I recently tried to use PDFBox to extract text from a PDF file. It works fine for most PDFs, but for one PDF (which unfortunately I am not permitted to share), all of the periods in the sentences do not get extracted out. Instead, I get phrases like the following:
...what it would be It’ll be important later on...
It looks like instead of a period-space it is just a space, but it's not (at least on Mac OS X). If you copy the text into a text editor and start moving the text cursor through the phrase, there is an "empty character" right after the "t" in "feet". To reproduce:
- Place the cursor right before the letter "t" in "feet" and press the right arrow key. The cursor moves one step to the right.
- Press the right arrow key again, you stay right where you are.
- Press the right arrow key one more time, you continue to the other side of the space.

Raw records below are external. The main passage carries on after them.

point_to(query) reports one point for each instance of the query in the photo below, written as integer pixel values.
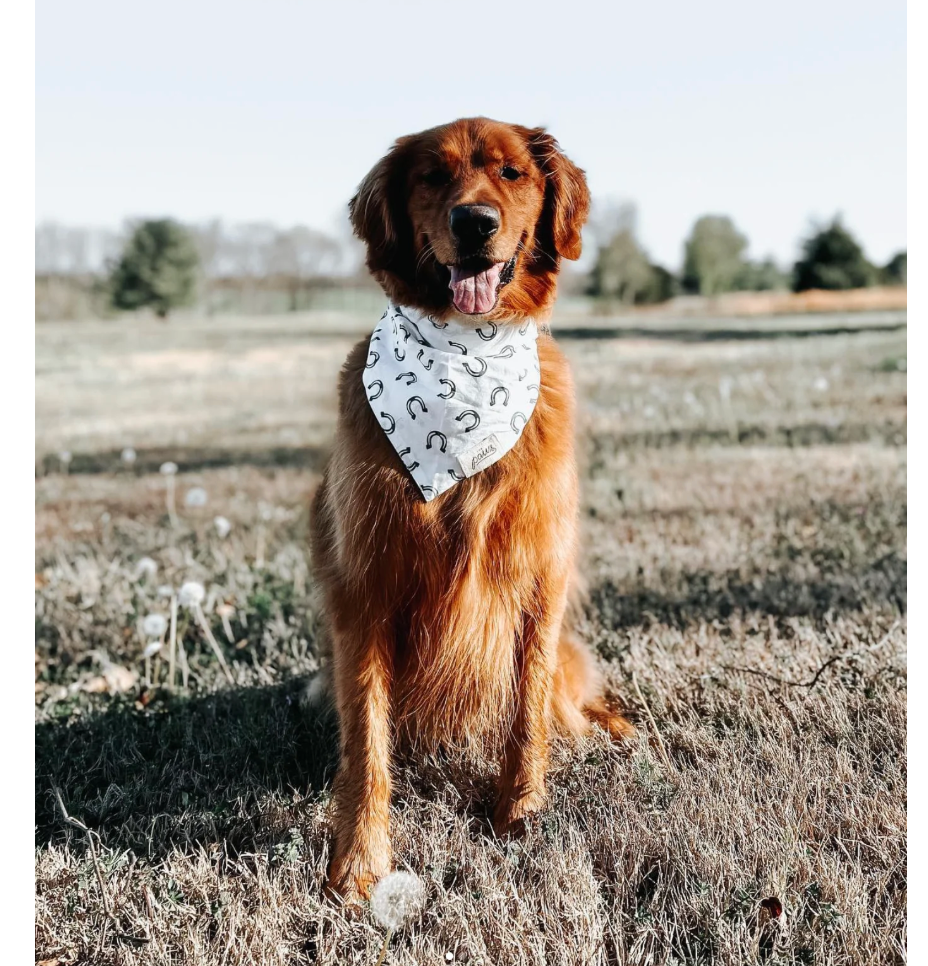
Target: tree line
(715, 261)
(162, 265)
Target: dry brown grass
(744, 518)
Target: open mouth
(475, 287)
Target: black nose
(472, 225)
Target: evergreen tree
(158, 268)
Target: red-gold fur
(445, 618)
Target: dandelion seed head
(146, 567)
(396, 897)
(316, 691)
(154, 625)
(191, 594)
(195, 496)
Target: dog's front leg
(363, 673)
(525, 761)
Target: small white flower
(195, 496)
(146, 567)
(154, 625)
(317, 691)
(191, 594)
(396, 897)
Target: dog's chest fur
(456, 576)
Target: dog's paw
(351, 876)
(512, 811)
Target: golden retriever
(445, 618)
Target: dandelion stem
(383, 948)
(204, 626)
(259, 547)
(77, 823)
(172, 652)
(169, 496)
(657, 734)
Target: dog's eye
(436, 178)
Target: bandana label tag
(474, 459)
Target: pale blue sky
(772, 113)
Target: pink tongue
(474, 293)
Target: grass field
(744, 520)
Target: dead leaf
(772, 906)
(115, 679)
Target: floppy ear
(567, 198)
(378, 211)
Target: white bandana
(452, 399)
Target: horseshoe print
(421, 403)
(481, 362)
(473, 415)
(444, 440)
(409, 466)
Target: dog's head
(472, 217)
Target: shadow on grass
(706, 596)
(236, 766)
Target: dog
(443, 596)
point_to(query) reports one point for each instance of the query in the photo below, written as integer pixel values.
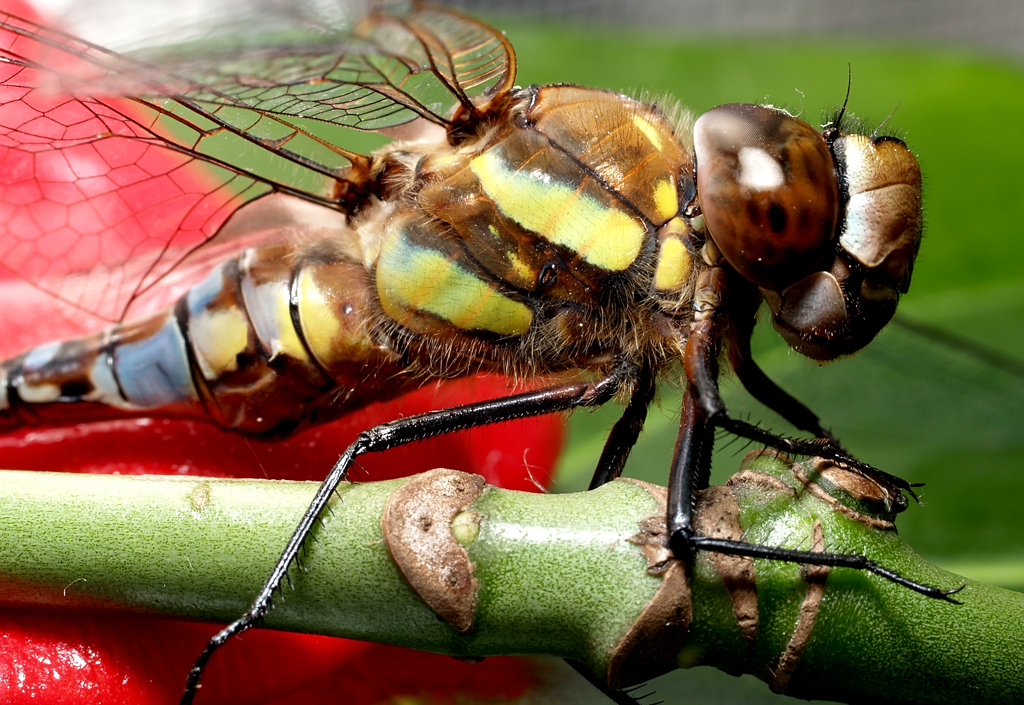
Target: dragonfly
(546, 231)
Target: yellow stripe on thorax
(602, 236)
(413, 278)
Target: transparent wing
(114, 169)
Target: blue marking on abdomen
(154, 372)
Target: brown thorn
(417, 528)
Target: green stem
(565, 575)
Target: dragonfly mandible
(531, 232)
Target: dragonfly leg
(398, 432)
(627, 429)
(689, 473)
(702, 413)
(763, 388)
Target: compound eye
(768, 192)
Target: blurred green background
(910, 406)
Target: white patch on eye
(758, 171)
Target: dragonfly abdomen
(268, 339)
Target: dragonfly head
(826, 223)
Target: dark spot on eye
(75, 389)
(549, 273)
(753, 213)
(776, 217)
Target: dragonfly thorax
(554, 237)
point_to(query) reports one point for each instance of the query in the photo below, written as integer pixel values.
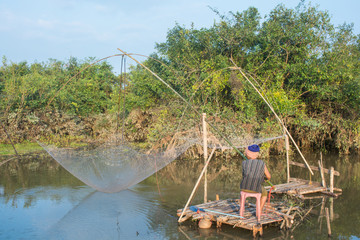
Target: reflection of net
(112, 168)
(115, 166)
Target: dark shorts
(263, 191)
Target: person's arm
(267, 173)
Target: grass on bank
(21, 148)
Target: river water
(41, 200)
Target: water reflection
(123, 215)
(40, 200)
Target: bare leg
(262, 202)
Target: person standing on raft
(253, 173)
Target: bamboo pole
(205, 155)
(328, 221)
(277, 117)
(323, 182)
(332, 179)
(287, 158)
(196, 185)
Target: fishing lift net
(117, 165)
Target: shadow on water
(41, 200)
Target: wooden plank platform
(299, 187)
(227, 212)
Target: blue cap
(254, 148)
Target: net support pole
(197, 184)
(287, 146)
(277, 117)
(205, 155)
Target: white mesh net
(116, 165)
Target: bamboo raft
(299, 188)
(227, 212)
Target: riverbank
(21, 148)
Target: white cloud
(46, 24)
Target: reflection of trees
(32, 171)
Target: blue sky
(38, 30)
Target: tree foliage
(305, 66)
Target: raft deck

- Continuing to press the right arrow key behaves as expected
It appears that PDFBox extracted some sort of "empty character" in place of a period. I've tried to replace it a few different ways but have had no luck:
String oldText = text;
text = text.replace('\u0000', '.'); //Unicode null
text = text.replace('\0', '.'); //C null
System.out.println(oldText.equals(text)); //Returns true
//Also tried text.replace(null, '.'), but it doesn't compile
What is this "empty character" and how can I replace it with the text that is supposed to be there?
EDIT: This answer suggested that the character might be a character such as \uFEFF
, but trying to replace it with a regex as suggested did not work.